Interestingly, those main squares were all built before zoning. If they were destroyed in a disaster, they could not be rebuilt.

[–] EvacuateSoul@lemmy.world 7 points 4 days ago (1 children)

Yeah very common in small towns around the square. Many of them are offices upstairs now too.

It's where the small town lawyer always lives in a John Grisham book.

[–] grue@lemmy.world 8 points 4 days ago

Yeah very common in small towns around the square.

Yeah, "around the square." As in, only in the oldest part of town that existed before zoning.

If that's "common" relative to the total housing stock of the town, it means the town has stagnated for the past half-century or more. If it hasn't stagnated, then that building type is relatively incredibly rare compared to the single-family sprawl that would make up the entire rest of the town outside the square.

[–] corsicanguppy@lemmy.ca 4 points 4 days ago (1 children)

There are lots of places with apartments on the 2nd floor and businesses on the 1st floor?

Yes. You may not believe it from the incredulous-sounding question as you've written it, but 'mixed-use' is the standard for new buildings here, for instance.

  1. pedestrian-targeted commercial on main/ground
  2. professional services - lawyers, accountants, physios, clinics, tech - on levels 2-5
  3. potentially hotel or low-income housing on 5-10, depending on need
  4. residential above that,
  5. rooftop patio/common space

Newer buildings here are getting loading bays in the garage: so 5-ton trucks just go into the parkade for a loading dock and a freight elevator. Buildings targeted to 'market rental' will often have a loading bay JUST for moving trucks.

The brand new 35fl building in this region may be targeted at new doctors interning at the local teaching hospital: they're just across the street. Rumours abound about posh SROs with in-suite W/D (perfect for new docs) and a skybridge connecting the pro-serv level to the hospital.

[–] grue@lemmy.world 3 points 4 days ago

There are lots of places with apartments on the 2nd floor and businesses on the 1st floor?

Yes. You may not believe it from the incredulous-sounding question as you’ve written it, but ‘mixed-use’ is the standard for new buildings here, for instance.

There's a vast difference between mixed-use being "standard for new buildings" and having "lots of places" (measured relative to the decades upon decades worth of existing housing stock, which is almost entirely Euclidean-zoned and single-family only) be mixed-use.

[–] A_norny_mousse@feddit.org 3 points 4 days ago (1 children)

Pff, much nicer to invent a situation and use that to justify destroying your country.
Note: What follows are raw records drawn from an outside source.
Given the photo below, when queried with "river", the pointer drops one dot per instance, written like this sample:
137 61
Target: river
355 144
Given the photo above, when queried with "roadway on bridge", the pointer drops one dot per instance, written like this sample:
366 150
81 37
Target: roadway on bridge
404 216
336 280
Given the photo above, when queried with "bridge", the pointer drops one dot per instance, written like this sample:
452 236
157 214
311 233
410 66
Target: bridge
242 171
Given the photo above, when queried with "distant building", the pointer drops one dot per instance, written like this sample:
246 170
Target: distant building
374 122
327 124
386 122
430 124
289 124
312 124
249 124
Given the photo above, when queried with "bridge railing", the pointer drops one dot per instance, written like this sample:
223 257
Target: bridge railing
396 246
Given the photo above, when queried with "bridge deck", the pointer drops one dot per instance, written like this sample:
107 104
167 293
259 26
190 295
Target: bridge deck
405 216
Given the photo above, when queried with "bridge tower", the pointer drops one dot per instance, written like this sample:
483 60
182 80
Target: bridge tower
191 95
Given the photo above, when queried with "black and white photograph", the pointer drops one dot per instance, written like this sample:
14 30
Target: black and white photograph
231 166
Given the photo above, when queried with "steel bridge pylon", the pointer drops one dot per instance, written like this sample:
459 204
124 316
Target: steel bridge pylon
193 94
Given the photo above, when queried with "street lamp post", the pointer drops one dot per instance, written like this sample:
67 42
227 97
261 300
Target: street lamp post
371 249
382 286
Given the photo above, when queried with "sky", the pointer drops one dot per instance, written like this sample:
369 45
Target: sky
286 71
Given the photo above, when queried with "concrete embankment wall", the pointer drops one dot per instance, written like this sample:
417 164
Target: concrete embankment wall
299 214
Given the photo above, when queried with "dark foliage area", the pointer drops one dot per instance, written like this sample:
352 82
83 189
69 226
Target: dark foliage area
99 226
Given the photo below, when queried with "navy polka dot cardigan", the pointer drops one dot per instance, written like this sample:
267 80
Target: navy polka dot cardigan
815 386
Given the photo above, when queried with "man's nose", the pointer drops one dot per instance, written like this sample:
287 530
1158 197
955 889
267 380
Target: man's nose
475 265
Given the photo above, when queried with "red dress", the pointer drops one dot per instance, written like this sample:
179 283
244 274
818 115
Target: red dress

This is a real thing, though. Most mixed use in the US falls into one of two categories: either it was built before zoning codes (like most of the small apartments over businesses) or it's large apartment/condo buildings. Mixed use has become a more popular concept in the past decade or so, but most residential zoning prevents the building of commercial buildings within the area and largely limits the size of dwellings to single family homes.

It's also why 2 and 3 unit housing is a rarity as well. You mostly see either single family housing or large apartment buildings/condo complexes because it's hard to get approved to build anything else - either through zoning laws themselves or NIMBYs killing any project.

You can thank Euclidian Zoning for that.

[–] grue@lemmy.world 2 points 4 days ago

No, there really aren't. Not compared to the vast swathes of suburban sprawl where they aren't allowed.